The Roland SP-555 is a discontinued music sampler manufactured by Roland Corporation. The 555 is part of the SP family, which includes Boss’s popular SP-303 and Roland's SP-404 installments. The sampler was released in 2008.

==Features==

SP Lineage
The following list is a correct order of each SP installment's release, as an attempt to help musicians avoid any confusion.

- Boss SP-202 (1998)
- Roland SP-808 GrooveSampler (1998)
- Roland SP-808EX E-Mix Studio (2000)
- Boss SP-303 (2001)
- Boss SP-505 (2002)
- Roland SP-606 (2004)
- Roland SP-404 (2005)
- Roland SP-555 (2008)
- Roland SP-404SX (2009)
- Roland SP-404A (2017)
- Roland SP-404MKII (2021)

The SP-555 has a microphone input that accepts 1/4 inch phone type, XLR type, and Hi-Z. The SP-555 also incorporates a loop capture setting, which allows looping samples that one can add to until recording is stopped.
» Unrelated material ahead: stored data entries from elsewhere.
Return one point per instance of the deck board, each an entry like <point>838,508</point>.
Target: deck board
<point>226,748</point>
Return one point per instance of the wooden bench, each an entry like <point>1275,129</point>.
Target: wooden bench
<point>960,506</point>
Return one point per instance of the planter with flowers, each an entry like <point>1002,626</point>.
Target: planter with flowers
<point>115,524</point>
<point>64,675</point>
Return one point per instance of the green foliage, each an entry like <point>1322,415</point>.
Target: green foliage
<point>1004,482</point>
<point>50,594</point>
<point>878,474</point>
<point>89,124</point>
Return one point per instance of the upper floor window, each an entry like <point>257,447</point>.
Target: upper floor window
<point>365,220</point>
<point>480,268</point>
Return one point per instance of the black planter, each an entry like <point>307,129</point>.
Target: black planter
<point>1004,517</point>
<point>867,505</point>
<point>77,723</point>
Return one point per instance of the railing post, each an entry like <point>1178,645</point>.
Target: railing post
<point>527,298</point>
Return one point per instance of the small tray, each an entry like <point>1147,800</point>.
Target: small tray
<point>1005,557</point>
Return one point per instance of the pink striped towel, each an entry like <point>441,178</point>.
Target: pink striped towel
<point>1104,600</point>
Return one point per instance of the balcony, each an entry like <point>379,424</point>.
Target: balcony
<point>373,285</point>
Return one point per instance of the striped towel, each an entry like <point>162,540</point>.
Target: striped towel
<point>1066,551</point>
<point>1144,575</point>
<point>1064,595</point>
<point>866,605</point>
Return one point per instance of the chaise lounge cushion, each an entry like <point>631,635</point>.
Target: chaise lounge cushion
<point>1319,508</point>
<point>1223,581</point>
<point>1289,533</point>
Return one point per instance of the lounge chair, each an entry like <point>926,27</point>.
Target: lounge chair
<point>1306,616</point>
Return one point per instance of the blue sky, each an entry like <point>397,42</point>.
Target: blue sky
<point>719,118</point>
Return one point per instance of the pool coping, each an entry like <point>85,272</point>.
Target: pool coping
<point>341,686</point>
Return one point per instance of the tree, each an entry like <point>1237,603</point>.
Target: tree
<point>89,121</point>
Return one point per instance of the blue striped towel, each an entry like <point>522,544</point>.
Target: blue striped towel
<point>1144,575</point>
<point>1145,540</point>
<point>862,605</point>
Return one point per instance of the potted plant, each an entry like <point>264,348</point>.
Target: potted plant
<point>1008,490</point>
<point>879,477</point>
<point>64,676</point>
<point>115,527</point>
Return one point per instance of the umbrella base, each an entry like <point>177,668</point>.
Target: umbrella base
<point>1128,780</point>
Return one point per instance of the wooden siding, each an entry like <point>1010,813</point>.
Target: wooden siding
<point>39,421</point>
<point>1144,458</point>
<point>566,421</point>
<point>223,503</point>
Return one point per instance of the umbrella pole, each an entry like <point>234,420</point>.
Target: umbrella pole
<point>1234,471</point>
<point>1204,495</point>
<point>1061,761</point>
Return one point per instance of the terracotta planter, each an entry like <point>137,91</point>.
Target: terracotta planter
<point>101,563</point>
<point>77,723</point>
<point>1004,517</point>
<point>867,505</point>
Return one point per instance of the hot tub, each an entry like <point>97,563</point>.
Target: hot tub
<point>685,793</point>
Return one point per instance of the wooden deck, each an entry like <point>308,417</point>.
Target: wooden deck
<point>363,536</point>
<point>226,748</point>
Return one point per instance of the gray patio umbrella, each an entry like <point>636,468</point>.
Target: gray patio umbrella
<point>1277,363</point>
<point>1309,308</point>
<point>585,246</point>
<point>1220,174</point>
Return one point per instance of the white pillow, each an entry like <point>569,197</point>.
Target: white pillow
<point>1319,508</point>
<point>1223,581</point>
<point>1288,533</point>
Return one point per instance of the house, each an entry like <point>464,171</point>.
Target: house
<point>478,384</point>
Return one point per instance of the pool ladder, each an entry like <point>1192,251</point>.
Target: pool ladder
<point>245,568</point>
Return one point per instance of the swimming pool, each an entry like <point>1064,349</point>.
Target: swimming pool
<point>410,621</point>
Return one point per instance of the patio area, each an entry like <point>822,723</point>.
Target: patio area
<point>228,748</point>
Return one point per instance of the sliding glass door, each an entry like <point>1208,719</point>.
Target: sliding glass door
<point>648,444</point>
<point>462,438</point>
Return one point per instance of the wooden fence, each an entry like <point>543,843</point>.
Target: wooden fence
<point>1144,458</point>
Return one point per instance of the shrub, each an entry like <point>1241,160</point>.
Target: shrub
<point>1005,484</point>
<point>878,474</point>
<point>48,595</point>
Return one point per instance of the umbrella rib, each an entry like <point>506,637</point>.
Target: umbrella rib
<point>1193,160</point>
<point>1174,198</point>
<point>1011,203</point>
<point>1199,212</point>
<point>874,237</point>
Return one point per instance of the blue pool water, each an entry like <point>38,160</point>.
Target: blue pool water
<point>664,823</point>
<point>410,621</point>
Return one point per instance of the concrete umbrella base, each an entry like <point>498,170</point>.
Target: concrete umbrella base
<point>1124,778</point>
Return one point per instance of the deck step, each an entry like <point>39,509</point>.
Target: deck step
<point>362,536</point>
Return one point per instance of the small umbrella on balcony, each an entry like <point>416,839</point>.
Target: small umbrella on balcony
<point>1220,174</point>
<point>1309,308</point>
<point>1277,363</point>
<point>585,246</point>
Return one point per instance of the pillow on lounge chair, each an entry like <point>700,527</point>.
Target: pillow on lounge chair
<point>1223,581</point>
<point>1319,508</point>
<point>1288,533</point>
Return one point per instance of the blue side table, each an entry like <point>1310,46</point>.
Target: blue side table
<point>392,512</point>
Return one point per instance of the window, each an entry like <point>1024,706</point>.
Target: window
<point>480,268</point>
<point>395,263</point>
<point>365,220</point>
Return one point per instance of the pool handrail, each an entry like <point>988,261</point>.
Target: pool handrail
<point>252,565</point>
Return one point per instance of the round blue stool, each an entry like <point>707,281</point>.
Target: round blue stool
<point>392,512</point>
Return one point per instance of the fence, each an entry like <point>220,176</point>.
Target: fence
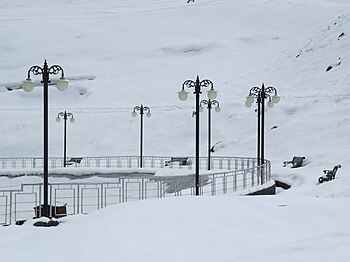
<point>128,162</point>
<point>229,175</point>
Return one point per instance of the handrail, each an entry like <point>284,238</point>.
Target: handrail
<point>229,174</point>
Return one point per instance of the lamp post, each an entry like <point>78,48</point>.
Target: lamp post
<point>183,95</point>
<point>141,109</point>
<point>260,94</point>
<point>209,103</point>
<point>28,85</point>
<point>65,117</point>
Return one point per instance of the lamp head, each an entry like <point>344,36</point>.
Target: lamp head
<point>249,101</point>
<point>212,94</point>
<point>275,99</point>
<point>270,104</point>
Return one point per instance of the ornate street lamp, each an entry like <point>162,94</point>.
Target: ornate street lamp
<point>141,109</point>
<point>183,95</point>
<point>260,94</point>
<point>65,117</point>
<point>209,103</point>
<point>28,85</point>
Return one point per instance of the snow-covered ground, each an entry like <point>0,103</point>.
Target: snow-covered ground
<point>123,53</point>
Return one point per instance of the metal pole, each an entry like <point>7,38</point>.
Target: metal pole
<point>209,131</point>
<point>65,139</point>
<point>141,134</point>
<point>259,134</point>
<point>262,130</point>
<point>45,80</point>
<point>197,92</point>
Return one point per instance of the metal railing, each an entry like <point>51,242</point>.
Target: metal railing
<point>127,162</point>
<point>230,174</point>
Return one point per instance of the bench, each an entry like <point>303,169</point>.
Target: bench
<point>74,160</point>
<point>183,161</point>
<point>329,174</point>
<point>55,211</point>
<point>297,161</point>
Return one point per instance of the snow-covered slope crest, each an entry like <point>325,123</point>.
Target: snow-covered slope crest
<point>125,53</point>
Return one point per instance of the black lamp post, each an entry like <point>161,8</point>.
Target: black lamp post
<point>209,103</point>
<point>260,94</point>
<point>28,85</point>
<point>65,117</point>
<point>142,109</point>
<point>212,94</point>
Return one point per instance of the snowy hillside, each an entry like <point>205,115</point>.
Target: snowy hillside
<point>119,54</point>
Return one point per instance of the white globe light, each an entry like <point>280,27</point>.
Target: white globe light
<point>270,104</point>
<point>62,84</point>
<point>212,94</point>
<point>275,99</point>
<point>248,104</point>
<point>28,85</point>
<point>182,95</point>
<point>250,99</point>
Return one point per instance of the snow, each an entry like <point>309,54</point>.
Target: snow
<point>119,54</point>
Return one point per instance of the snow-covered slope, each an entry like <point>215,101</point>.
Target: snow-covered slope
<point>123,53</point>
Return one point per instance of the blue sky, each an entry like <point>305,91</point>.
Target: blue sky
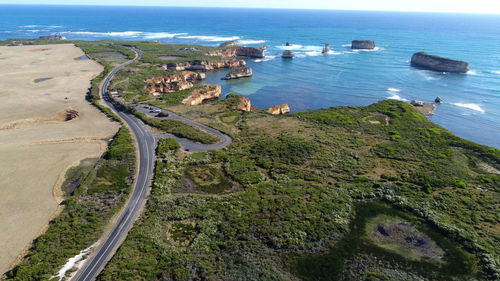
<point>460,6</point>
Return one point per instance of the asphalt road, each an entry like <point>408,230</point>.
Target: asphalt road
<point>186,144</point>
<point>146,142</point>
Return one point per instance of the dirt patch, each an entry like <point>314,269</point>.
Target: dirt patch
<point>44,129</point>
<point>39,50</point>
<point>402,237</point>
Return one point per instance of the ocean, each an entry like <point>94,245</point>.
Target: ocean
<point>471,107</point>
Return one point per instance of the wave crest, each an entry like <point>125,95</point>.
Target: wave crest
<point>471,106</point>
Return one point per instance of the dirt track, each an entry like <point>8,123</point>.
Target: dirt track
<point>37,145</point>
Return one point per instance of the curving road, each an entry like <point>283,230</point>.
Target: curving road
<point>146,143</point>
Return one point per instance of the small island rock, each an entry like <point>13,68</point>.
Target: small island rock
<point>424,60</point>
<point>237,73</point>
<point>287,54</point>
<point>363,45</point>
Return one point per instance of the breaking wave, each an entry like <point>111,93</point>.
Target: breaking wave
<point>471,106</point>
<point>267,58</point>
<point>71,263</point>
<point>251,42</point>
<point>394,90</point>
<point>161,35</point>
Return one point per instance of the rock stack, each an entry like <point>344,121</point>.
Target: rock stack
<point>424,60</point>
<point>363,45</point>
<point>326,49</point>
<point>287,54</point>
<point>237,73</point>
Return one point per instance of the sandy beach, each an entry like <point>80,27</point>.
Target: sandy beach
<point>41,136</point>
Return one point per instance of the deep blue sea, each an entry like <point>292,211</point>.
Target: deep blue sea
<point>471,107</point>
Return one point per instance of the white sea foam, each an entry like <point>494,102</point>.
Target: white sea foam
<point>397,97</point>
<point>297,47</point>
<point>211,38</point>
<point>471,106</point>
<point>161,35</point>
<point>72,262</point>
<point>267,58</point>
<point>376,49</point>
<point>251,42</point>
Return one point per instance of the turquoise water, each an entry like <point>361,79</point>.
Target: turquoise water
<point>471,107</point>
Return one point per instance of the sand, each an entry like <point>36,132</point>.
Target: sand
<point>37,145</point>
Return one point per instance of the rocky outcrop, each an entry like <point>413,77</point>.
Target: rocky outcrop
<point>279,109</point>
<point>237,73</point>
<point>363,45</point>
<point>424,60</point>
<point>198,96</point>
<point>204,65</point>
<point>71,114</point>
<point>249,52</point>
<point>173,83</point>
<point>287,54</point>
<point>245,104</point>
<point>426,108</point>
<point>229,44</point>
<point>326,49</point>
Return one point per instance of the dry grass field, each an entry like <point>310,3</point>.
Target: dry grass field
<point>38,142</point>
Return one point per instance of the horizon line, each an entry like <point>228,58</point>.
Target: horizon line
<point>261,8</point>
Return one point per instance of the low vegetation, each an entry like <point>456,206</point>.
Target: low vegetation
<point>301,184</point>
<point>102,191</point>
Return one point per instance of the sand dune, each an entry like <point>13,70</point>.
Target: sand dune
<point>37,144</point>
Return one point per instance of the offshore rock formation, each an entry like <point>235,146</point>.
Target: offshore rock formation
<point>245,104</point>
<point>287,54</point>
<point>363,45</point>
<point>424,60</point>
<point>237,73</point>
<point>198,96</point>
<point>249,52</point>
<point>204,65</point>
<point>279,109</point>
<point>229,44</point>
<point>326,49</point>
<point>173,83</point>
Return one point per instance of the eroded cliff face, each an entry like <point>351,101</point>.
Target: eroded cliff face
<point>424,60</point>
<point>198,96</point>
<point>249,52</point>
<point>239,72</point>
<point>245,104</point>
<point>172,83</point>
<point>363,44</point>
<point>205,65</point>
<point>279,109</point>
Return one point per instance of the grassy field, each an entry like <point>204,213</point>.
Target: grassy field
<point>299,181</point>
<point>102,191</point>
<point>37,143</point>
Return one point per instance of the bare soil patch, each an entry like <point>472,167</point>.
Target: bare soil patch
<point>44,129</point>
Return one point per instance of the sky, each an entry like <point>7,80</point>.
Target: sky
<point>453,6</point>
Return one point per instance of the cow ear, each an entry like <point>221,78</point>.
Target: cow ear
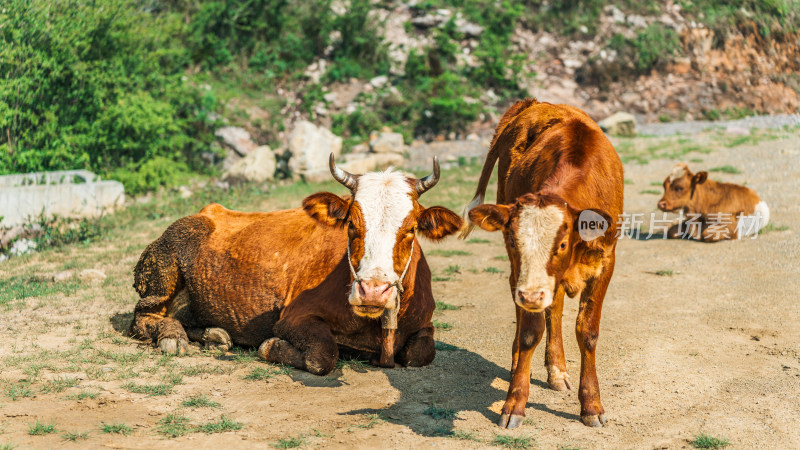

A total of 37 built-in effects can be assigned to 16 pressure-sensitive pads. In similarity to the SP-808 installment, the sampler has the D Beam feature, which allows one to control 3 different effects physically, including synth, trigger, and filter. "V-Link" connects the sampler to lighting, allowing light effects to change in sync with the sample or loop. The SP-555 also has several pre-loaded live FX, including Voice Transformer, Delay, Isolator, "Super Filter", and "DJFX Looper". One feature, the Effect Memory, recalls previous settings on the pads without interrupting any sound while switching effects.

==Users==
- Animal Collective members, Panda Bear & Geologist
- Kai Campos, member of English electronic music duo Mount Kimbie
- Mndsgn can be seen performing live with the SP-555 in his March 2014 Boiler Room set.
- Moka Only, Canadian rapper, singer and record producer
- Palaceer Lazaro of Shabazz Palaces uses an SP-555 for the group's NPR Tiny Desk Concert.
- Oneohtrix Point Never used one for the production of his 2011 album Replica, and has since been sold.